The telecommunications bill could have inspired a major public debate about the domination of the public airways by multinational media conglomerates and the differences between cheap speech and wealthy speech. Instead, most of the attention was diverted and distracted by corporate sleight-of-hand to the ACLU's side show. Knee-jerk anti-censorship policies have become nearly as conservative as the policies they are trying to thwart. Yet many liberals and progressives unthinkingly adopt the anti-censorship argument even though it aids corporations, has enervated campaign finance reform, and hurts the cause of social justice and democracy, indeed of the First Amendment itself.
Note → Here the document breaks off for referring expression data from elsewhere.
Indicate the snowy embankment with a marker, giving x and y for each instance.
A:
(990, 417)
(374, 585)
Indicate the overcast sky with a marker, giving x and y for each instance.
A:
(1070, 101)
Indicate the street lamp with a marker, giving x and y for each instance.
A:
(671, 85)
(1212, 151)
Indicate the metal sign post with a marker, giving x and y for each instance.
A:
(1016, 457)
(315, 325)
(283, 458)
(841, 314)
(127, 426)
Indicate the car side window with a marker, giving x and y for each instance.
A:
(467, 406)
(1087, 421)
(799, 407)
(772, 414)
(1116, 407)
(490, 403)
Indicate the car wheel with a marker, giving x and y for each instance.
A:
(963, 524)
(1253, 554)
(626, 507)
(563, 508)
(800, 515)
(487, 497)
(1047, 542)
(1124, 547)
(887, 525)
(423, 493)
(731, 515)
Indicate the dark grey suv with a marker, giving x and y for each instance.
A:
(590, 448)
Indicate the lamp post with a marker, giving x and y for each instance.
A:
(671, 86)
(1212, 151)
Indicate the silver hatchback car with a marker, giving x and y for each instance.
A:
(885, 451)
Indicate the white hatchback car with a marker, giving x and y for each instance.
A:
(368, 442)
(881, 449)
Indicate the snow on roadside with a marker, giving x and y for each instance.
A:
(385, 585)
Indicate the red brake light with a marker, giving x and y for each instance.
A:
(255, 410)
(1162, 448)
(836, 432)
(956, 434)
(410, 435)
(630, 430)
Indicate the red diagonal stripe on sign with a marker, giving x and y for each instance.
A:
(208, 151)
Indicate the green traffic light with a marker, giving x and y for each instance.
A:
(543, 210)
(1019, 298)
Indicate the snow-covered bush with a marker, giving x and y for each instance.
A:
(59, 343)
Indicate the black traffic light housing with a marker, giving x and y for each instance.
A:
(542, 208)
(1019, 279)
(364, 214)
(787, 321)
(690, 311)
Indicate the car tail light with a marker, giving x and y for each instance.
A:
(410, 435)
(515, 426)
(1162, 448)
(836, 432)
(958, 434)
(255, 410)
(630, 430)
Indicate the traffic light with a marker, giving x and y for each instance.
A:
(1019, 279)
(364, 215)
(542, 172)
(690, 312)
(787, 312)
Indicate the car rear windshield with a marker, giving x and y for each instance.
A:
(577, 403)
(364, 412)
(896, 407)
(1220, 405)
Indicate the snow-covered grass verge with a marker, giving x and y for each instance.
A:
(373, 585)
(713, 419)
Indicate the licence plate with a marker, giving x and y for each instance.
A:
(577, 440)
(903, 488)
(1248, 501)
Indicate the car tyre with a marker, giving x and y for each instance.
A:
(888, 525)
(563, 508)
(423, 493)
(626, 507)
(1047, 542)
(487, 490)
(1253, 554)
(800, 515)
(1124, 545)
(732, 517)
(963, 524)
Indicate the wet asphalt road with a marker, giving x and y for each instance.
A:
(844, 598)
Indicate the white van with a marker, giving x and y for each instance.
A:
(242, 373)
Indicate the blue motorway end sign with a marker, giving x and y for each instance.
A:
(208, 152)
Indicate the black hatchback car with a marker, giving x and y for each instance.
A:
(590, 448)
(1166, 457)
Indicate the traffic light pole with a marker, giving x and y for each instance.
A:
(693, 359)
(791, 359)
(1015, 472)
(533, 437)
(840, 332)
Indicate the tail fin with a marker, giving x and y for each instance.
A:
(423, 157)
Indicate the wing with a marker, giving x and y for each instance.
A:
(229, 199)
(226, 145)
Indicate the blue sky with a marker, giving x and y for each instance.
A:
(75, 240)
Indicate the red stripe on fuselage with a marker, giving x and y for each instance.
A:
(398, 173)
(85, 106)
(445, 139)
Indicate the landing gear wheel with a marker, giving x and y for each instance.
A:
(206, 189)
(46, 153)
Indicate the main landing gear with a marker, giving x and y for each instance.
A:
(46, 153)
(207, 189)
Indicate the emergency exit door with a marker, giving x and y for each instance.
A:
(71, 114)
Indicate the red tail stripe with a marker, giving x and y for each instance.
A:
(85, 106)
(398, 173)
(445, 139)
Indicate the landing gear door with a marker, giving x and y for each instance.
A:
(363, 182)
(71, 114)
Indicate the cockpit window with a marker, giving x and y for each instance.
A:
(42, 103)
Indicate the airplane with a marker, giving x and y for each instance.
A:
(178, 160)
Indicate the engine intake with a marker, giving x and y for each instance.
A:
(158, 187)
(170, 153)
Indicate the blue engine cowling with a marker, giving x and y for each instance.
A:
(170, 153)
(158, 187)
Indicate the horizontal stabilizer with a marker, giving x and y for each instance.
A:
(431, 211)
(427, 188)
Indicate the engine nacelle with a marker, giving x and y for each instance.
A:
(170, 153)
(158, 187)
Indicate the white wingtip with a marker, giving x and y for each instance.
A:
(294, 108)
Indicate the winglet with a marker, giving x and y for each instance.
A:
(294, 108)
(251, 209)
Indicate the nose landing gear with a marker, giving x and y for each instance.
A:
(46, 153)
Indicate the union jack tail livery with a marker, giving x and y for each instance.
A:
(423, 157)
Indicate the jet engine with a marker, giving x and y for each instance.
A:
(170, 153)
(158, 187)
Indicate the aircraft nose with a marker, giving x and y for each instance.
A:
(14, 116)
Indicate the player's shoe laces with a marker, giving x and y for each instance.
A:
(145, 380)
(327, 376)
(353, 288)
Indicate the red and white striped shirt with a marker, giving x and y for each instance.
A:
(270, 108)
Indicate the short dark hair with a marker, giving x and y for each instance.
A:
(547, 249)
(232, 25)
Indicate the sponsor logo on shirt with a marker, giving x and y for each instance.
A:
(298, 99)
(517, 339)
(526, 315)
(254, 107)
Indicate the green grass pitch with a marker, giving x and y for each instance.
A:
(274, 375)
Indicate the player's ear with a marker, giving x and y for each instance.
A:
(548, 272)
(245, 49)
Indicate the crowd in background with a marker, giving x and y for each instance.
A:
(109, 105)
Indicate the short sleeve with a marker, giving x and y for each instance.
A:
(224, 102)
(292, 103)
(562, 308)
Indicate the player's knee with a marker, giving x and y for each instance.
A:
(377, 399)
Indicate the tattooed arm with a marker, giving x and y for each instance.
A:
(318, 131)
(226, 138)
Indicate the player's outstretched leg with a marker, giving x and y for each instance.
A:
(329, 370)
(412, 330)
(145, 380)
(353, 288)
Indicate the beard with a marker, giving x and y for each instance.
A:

The decency standard of the Telecommunications Act should be opposed, but not because the government does not have a compelling interest at times in acting as referee in matters of speech. Rather, the entire Telecommunications Act ought to be opposed as an infringement on the public discourse and the First Amendment that is increasingly being dominated by multinational corporations and market forces. In an age when such corporations dominate the media, anti-censorship policies become the NAFTA of the industry.

If we are to imbue the First Amendment with democratic and egalitarian values, we will have to divest ourselves of the naive notion that Big Brother comes only in the guise of government or law enforcement bureaucrats. Big Corporation is watching you, and trying to gobble up all the public speech it can.